Robbie Williams
Buy? Ignore
With 15 Brit Awards and 55 million album sales, Williams represents a money spinning throwback to a recent Golden Age that music business bigwigs long for. But the 24-carat ‘classics' such as Millennium, Feel and Angels from Robbie's heyday are now products of a distant, more opulent era. After losing a large portion of his audience with farcical Rudebox, Robbie now attempts to crawl from the wreckage with fabled producer Trevor Horn manning the orchestrated battlements and song-writing collaborator Guy ‘Angels' Chambers returning to lend support. The confessional comedic lyrics and mid paced ballads just doesn't cut it.
Robbie does his George Michael-lite delivery — typical of his off-the-peg approach to pop idolatory — but the raised eyebrows and knowing nudges of Rob's cheeky choppy persona soon tire.
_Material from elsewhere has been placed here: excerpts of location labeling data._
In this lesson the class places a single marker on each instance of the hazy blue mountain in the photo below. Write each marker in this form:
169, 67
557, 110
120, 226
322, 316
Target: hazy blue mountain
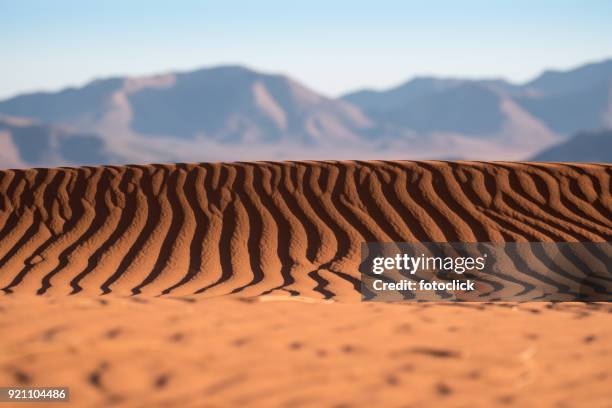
228, 104
24, 143
563, 101
593, 146
563, 82
234, 113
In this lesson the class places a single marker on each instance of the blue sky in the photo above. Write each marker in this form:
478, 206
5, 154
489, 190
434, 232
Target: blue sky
332, 46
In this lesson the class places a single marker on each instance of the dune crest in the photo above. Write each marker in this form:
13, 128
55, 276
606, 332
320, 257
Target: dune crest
270, 228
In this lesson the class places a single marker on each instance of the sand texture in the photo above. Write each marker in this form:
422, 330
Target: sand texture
216, 285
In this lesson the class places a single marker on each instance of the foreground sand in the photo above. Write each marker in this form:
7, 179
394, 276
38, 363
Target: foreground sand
270, 351
237, 285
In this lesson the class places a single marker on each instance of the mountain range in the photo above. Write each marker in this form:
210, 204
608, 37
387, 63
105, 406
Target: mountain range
234, 113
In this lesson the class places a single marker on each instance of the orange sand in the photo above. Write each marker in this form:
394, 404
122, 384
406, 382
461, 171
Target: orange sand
143, 273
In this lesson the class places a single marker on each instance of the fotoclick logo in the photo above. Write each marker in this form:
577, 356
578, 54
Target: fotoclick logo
486, 271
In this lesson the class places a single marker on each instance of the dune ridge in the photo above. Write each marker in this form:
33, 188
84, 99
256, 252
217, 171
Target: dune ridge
268, 227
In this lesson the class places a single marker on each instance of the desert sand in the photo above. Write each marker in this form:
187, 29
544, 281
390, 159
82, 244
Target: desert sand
238, 285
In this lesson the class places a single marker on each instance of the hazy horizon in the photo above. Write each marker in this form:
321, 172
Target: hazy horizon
333, 49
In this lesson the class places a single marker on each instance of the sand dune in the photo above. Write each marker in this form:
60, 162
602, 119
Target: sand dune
237, 285
260, 228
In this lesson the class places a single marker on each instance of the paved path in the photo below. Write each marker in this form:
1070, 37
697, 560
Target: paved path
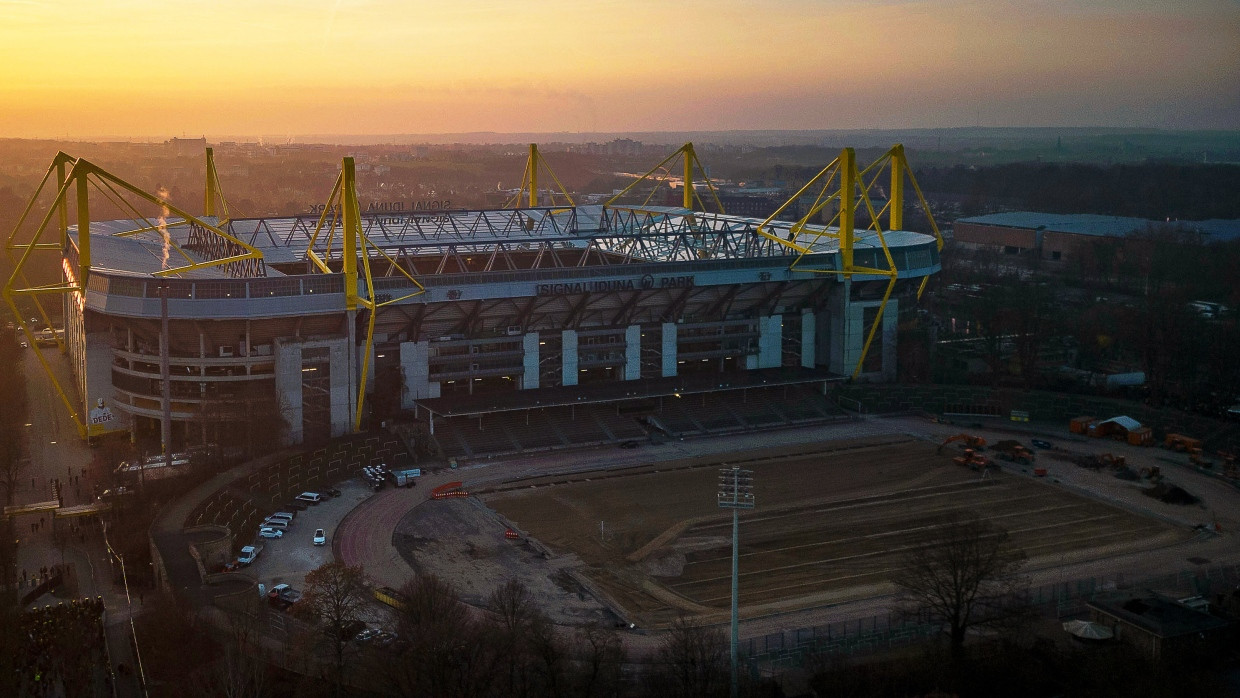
56, 453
Blasphemy, the reunion with Guy Chambers, is particularly poor. Rob plumps for Bowie, with a side order of Beatles, on the futuristic psychobabble of Deceptacon and a wan melody adds queasiness to the self-pity that runs through this record like lettering in a stick of rock. With tunes that are mediocre, very average vocalising and an expensive production that highlights its weak content, reality will definitely kill the Video Star.